Reference Groups are groups we use as standard to evaluate ourselves, our behavior and attitudes. Reference groups can be primary groups, such as family or friends, but they can also be secondary groups to which we do not belong. These groups are constantly used in marketing and advertising. Ads appeal not to our objective needs for new products but rather to our aspirations to belong to certain categories of people (wealthy, successful and happy). Ads then tell us that if we do not actually belong to such reference groups, we can at least get enjoy the same lifestyle and project the image of being a part of the wealthy, successful and happy class.
Here it is, it's all laid in front of you if you haven't fallen asleep yet. This is why you own an iPhone and this is what allows me to call you an iSheep, for you see, your decisions are not your own, your thoughts don't belong to you and you are nothing else but Steve Job's Muppet!
So how can you fight your way through this highly organized yet hidden market tactics? Easy, always follow these three steps (1)when you purchase your next device, search for the reason that drives you to do so, then (2)decide what kind of a device you need:
- basic, ranging from devices like Nokia 3310 to the iPhone
- a heavy texting machine like a BlackBerry
- an all-in-one internet solution like most Androids
- or a high end camera phone that is usually a Nokia
Every brand and every device has stronger points and weaknesses but the iPhone has no strong side whatsoever:
- it's a mediocre phone
- it's awful for texting
- it still can't properly handle flash
- it has the most limited camera software (*all other brands provide HDR too)
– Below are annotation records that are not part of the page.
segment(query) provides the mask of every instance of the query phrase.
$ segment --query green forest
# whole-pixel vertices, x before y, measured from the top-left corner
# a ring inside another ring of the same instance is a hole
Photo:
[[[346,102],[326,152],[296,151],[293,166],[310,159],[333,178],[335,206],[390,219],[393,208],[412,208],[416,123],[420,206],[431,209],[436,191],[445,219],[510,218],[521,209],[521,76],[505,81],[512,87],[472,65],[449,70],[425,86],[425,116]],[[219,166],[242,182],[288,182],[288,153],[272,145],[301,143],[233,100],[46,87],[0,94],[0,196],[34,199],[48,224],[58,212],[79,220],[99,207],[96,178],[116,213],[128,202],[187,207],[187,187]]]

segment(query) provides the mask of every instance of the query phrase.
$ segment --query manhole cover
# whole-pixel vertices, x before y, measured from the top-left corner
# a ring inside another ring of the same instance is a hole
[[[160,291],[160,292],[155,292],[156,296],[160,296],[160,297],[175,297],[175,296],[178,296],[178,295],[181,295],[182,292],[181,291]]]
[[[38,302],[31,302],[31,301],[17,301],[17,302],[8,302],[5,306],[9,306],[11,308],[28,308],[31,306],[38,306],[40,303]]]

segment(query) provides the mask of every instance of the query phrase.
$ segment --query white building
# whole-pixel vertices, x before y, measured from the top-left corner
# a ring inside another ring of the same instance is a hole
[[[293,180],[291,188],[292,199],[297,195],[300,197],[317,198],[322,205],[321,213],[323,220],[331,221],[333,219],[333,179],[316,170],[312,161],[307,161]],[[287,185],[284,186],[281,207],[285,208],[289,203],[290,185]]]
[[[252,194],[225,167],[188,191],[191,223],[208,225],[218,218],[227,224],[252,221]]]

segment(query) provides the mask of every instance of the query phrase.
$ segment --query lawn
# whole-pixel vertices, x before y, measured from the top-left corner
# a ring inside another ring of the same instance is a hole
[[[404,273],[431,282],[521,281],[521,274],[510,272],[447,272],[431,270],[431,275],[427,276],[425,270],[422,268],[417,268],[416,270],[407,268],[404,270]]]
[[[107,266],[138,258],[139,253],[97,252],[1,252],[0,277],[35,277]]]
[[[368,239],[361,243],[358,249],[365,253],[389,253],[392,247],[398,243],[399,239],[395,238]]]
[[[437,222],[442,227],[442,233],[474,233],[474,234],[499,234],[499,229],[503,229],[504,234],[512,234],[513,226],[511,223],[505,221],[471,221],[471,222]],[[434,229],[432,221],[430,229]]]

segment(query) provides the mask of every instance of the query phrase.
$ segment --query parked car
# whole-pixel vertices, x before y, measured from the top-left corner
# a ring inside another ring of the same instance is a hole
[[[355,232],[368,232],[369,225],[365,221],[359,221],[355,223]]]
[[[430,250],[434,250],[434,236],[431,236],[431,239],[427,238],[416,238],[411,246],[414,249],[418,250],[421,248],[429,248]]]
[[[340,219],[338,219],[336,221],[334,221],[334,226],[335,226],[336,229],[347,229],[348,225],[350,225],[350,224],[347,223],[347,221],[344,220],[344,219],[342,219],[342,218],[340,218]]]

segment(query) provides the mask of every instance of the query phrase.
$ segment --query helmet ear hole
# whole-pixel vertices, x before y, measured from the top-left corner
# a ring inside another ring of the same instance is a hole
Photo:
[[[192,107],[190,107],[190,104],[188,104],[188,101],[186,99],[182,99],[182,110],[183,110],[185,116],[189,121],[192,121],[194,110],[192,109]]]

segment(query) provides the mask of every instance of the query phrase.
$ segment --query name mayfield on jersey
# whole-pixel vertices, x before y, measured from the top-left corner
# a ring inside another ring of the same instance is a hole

- we could count the apps, but then again there's no widget support or real multitasking
(3)Last but not least, don't be afraid to experiment, even if you've been an one brand chick or dude for a while now. It's a certainty that today's high end devices will not disappoint. Sure Apple will someday release a decent iPhone but what they've released so far is not something that a person with a mind of his or her own would choose.